We engaged the innovative team from Humankind Enterprises to lead our story-collection. They took their StoryPod, an inflatable, portable pop-up video booth into Chapel Street (Prahran) to a pathway or plaza where people are likely to be. Story curators outside the StoryPod then engaged with passers-by, asking them if they’d like to tell their story.
Participants walked into the StoryPod and picked which question they wanted to respond to: “tell us the story about one of your most memorable nights out and why it stands out to you” or “tell us the story about how nights in Melbourne have changed for you”.
By drawing on this safe, interesting and engaging way of collecting information, we were able to successfully collect young peoples’ stories about late night culture.
A common thread we discovered is that the focus for young adults has shifted away from alcohol and more importance is being placed on connecting with others and meeting new people while enjoying a night out in Melbourne.
As What’s Your Story? is not a traditional health promotion project, we had to first determine an evaluation process.
Our research partner, Turning Point’s Dr Michael Savic, created specific indicators around the story-telling and how the process of telling a story fosters culture change.
The main evaluation tool is a survey completed after a story is shared in the StoryPod. People can also complete the survey through our online platform.
Our first story-collection was in Chapel Street in December 2017. Initially, we wondered whether people would want to stop and tell their story. But we soon realised they really did! A lot of people walked past initially but then came back. There were times when people were even waiting while someone else was finishing in the pod!
John from Humankind Enterprises is great at communicating with people. He’d open with “we’re not trying to sell you anything – we just want to have a chat!” I related to many of the stories about late night culture, especially with one person who said: “I do think what makes the night memorable for me now would be basically really good company”.

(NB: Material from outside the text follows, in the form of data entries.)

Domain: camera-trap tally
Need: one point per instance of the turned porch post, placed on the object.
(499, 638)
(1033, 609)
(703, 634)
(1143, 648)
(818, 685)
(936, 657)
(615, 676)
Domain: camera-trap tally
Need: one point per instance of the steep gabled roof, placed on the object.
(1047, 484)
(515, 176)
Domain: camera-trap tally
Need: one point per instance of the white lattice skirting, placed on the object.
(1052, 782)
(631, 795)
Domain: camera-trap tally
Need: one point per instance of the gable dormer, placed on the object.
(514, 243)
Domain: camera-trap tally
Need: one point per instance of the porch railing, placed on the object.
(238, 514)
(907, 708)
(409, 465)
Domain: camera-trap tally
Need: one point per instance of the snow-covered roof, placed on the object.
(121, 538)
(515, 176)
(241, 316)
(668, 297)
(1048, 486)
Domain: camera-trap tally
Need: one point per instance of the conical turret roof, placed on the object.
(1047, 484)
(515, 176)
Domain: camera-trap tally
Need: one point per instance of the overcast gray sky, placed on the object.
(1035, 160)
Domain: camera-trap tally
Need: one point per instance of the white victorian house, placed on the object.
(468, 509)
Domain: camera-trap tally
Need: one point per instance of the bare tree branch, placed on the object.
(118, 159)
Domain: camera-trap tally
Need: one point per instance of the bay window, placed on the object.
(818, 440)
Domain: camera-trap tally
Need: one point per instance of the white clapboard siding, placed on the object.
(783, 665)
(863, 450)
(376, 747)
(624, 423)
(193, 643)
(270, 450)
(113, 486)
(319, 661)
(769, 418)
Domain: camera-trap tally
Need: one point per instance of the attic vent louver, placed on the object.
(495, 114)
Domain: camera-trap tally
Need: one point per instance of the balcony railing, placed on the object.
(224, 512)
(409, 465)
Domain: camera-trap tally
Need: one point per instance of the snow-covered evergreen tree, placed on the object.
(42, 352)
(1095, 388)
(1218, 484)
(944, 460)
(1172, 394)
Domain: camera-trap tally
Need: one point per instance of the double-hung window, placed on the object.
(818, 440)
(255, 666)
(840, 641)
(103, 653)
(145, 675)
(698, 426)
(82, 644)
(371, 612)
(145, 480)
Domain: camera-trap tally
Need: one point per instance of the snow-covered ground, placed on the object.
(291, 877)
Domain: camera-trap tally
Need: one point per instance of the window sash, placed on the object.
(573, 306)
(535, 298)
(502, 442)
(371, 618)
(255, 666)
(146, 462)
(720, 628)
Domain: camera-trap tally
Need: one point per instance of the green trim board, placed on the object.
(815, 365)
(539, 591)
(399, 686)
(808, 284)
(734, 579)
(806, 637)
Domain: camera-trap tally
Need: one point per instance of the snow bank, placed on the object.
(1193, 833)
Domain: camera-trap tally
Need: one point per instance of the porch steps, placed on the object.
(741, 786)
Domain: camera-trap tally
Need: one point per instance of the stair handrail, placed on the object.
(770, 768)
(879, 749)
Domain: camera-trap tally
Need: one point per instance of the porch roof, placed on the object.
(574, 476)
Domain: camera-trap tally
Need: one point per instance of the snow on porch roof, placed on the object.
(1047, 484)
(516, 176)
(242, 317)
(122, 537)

Over the past few months, the StoryPod has travelled to the St Kilda Festival, Federation Square, Acland Street as well as returning to Chapel Street, Prahran. So far, we’ve collected 150 stories and 75 surveys.
The StoryPod has been an incredibly successful way of capturing how alcohol culture IS changing among young people in late night entertainment precincts. People do have stories about going out and they’re not all focused on alcohol. Some are health-conscious and don’t want to abuse their bodies, others just want to have a good night out and remember it!
After recording their stories, people come out and hi-five the story-curators! They have a feeling of accomplishment and that they are really contributing. I think stopping someone in the street and asking “what’s your story?” is a powerful motivator for people just to have a chat.
People’s stories are conversational starters. When someone tells you their story, they not only reflect on what they’ve said but go back to their friends and discuss it. It has a ripple effect and this is how we are hoping to bring about culture change.
What’s Your Story? wraps up in April 2019 after we have completed several other components. There is a social entrepreneurship component, where we are asking people to think about new ways to change late night culture, which is being led by Swinburne University Business School. We are also focusing on sharing all of the stories we have collected. In early 2019, we will be back out in our late-night entertainment precincts sharing stories through public art, so watch this space!
I think my biggest takeaway is that while stories are one of the oldest culture change methods there is, using authentic stories in a project like this is extremely powerful.